Cuando el doctor y la enfermera que lo acompañaba, pegada como una sombra, salieron de la habitación, Patxi y Paka hablaron un rato en voz baja, entrecortando las frases en un intento de que Gorri no se enterase de aquella conversación; esta actitud, lejos de calmar a Gorri, lo que consiguió fue ponerle más inquieto hasta que terminó preguntando directamente:

—Mamá, ¿qué es lo que te pasa? ¿Vas a estar siempre en la cama sin que podamos ir a pasear?

—Verás, mi ángel —contestó Paka intentando parecer tranquila—. El picotazo de la cigüeña se ha infectado y los médicos están viendo qué hacer para curarlo. Esta misma tarde me van a poner unas pomadas para curarme, como las que prepara la abuela.
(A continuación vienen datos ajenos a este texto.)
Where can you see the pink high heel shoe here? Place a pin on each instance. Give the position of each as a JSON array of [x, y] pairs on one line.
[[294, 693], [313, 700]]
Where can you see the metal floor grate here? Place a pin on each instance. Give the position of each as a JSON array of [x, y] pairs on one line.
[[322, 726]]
No te preocupes porque todo saldrá bien.

—¿Me enseñas el picotazo, mamá? —preguntó Gorri intrigado.

—Verás, mi niño —prosiguió Paka con el mismo tono tranquilizador—. El doctor me ha dicho que es muy malo que a la herida le dé la luz y el aire y por eso no lo puedes ver.

—Bueno, mamá —siguió Gorri—, pero cuando me lo puedas enseñar quiero verlo, ¿vale?

—Vale —dijo Paka—. ¿Sabes dónde te va a llevar papá esta tarde?

—No, ¿dónde? —preguntó Gorri intrigado ante la mirada no menos intrigada de Patxi.

—Pues vais a ir al Felipe a comer jamón, que sé que te gusta mucho —afirmó Paka rotunda—, y después al cine, y cuando termine la película volvéis aquí a conocer el resultado de las pomadas.

Patxi y Gorri salieron del hospital dejando a Paka lista para ser el conejillo de indias del nuevo sistema de auscultación por radiactividad. Había llovido y el suelo brillaba, la gente caminaba deprisa bajo sus gabardinas cruzándose sin saludarse mientras, cogidos de la mano, padre e hijo se dirigían al Felipe.

Situado en una cuesta, la puerta del Felipe tenía diferente altura a la izquierda que a la derecha, así que Gorri entró por la parte donde el escalón era más bajo y Patxi por el otro lado, quedando situados en un amplio espacio que se abría frente a la barra tras la que se encontraba el tal Felipe. A la derecha, algunas mesas ocupadas y algunas más libres completaban todo el escenario, en una de ellas se acomodaron padre e hijo y, al momento, el tal Felipe pasó un paño quitando unas migas mientras preguntaba qué iba a ser.

Patxi pidió una ración de jamón, una jarra de vino y agua para el chaval que fueron servidos con rapidez, Gorri percibió un intenso aroma a jamón serrano que le hizo salivar de inmediato y, sin encomendarse a nadie, cogió un trozo y se lo llevó a la boca, que se inundó de inmediato con un intenso sabor que casi le hizo saltar las lágrimas de placer, mientras Patxi se llenaba el vaso con vino sonriendo al ver a su hijo tan feliz.

—Mira, Gorri —le contaba Patxi degustando el jamón—. Este es el lugar preferido de tu madre, siempre que venimos a la capital nos pasamos por aquí a tomar jamón. Sin duda tienen el mejor jamón que jamás he tomado —continuaba diciendo Patxi mientras Gorri daba fe de ello llevándose a la boca otro buen bocado.

—Papá, ¿puedes echarme al agua un poco de vino? —pidió Gorri—. El jamón con aguavinito es lo que más me gusta —confirmó Gorri mientras su padre hacia la mezcla.